Sunday, June 15, 2014

Loneliness

Well I’ll start this one off by commenting on the sound outside my window. It’s somewhere between the sounds of a cat screeching, and an old man wheezing for breath. It’s kind of a wheezing screech. It might be some kind of lizard, or bat or something, I’m not really sure. There are so many odd sounds here that I’m beginning to let them slide, and just deal with whatever happens, if it happens; “What do you mean there’s a cockroach as big as your hand flying around in the bathroom?” I also hope it’s outside of my window, and not actually in the house, as much of the wildlife here sees themselves as “the indoorsy type”, and graciously welcome themselves into our home without permission.
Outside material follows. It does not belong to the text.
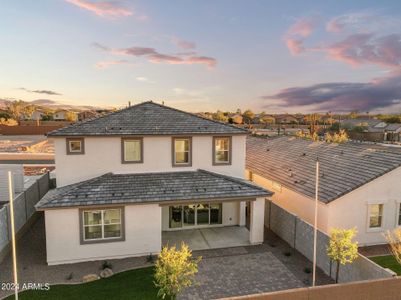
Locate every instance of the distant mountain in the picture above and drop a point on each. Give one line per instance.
(51, 104)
Right now I’m feeling kinda pissed off on the surface level, like I want to punch something (perhaps the wheeze-screecher outside my window?) and then on  a deeper level, the dull aching feeling of loneliness (sob, sob). It’s my birthday, and I had a pretty decent one, minus the lack of presents (my presence is presents enough?) and Mum and Dad called to congratulate me on diligently performing the art of MRS GREN for another year. Discussion points included the heat and bedbugs, of which I received a stern warning from Dad “they’re notoriously hard to get rid of. You need an exterminator” “Aaaaah, Dad, I don’t think they have those in Samoa…” It wasn’t of the highest quality as far as conversational material goes (singing the South Park theme song with your sister but exchanging "South Park" for "Samoa" doesn’t really cut it), however I was thoroughly enjoying myself, and was in the middle of chatting and brushing my teeth simultaneously, when the phone network went down. I stared indignantly down at my phone, chastening if for being so rude and disconnecting me ON MY BIRTHDAY. But deeper down than that, I felt the frustration of playing by someone else’s rules- being entirely at the mercy of the quality of the internet/phone network and being isolated when they’re not obliging when I JUST WANTED TO TALK TO MY FAMILY DAMMIT!
Aside from the constant barge of heat, insect bites (sooooo itchy!!!!), strange interactions with nature (there’s a mouse in the house/also my classroom, lizards falling off things onto Liz, lizards jumping out of cupboards on to me, a spider that guards the rubbish bin the bathroom, which I am scared of so consequently I have to throw my rubbish at the bin like a mental), we are starting to settle in to the place and find a routine. School starts tomorrow which I am both excited and nervous about. Excited because a) I have only 19 kids b)it will help give my days some structure and  c)I love teaching. Nervous because a) I have 19 kids that I don’t know that have gone through school together since they were 5 b) because I don’t want to screw it up c) because I just am, alright?
We went to the beach on the weekend, which was perfect, because the beach is perfect. I got very sunburnt which I am both ashamed and proud of, and accidentally referred to myself as a member of a collective group “I’m feeling really dizzy and cold. Sometimes 3rd degree burns sufferers go into shock, Liz”, which is just embarrassing.
 The other day after school we walked up the road and down a gully to get to a natural waterfall. Prettiest local spot that will die off in dry season, so we are making the most of it for now.
Went to Zumba tonight with some of the most enormous ladies I have ever seen, still managed to be the reddest/out of breath one there. The main instructor kept asking me if I was alright, I think I will have to explain next time that it’s normal for Palangis to turn maroon when they exercise in 30 degree heat.  Judi, one of the older staff members of the school, confidently told me that I would “pick up the moves”. I am fairly sure I will never pick up the speed booty pop/crump move, but I felt pleased by her fierce determination that I would one day be part Samoan with my dance moves.
Anyway, still having trouble sleeping because of the heat/bugs. Last night there was a small earthquake just as I was drifting off, and in my sleep clouded head, I thought to myself “the boat must be moving”.
Gunna head to bed now and probably role play a number of scenarios for tomorrows meet and greet with the class (“Turn to the first page of your poetry text book. Now rip it out!” “Welcome to Potions class” “I’m Miss Honey”).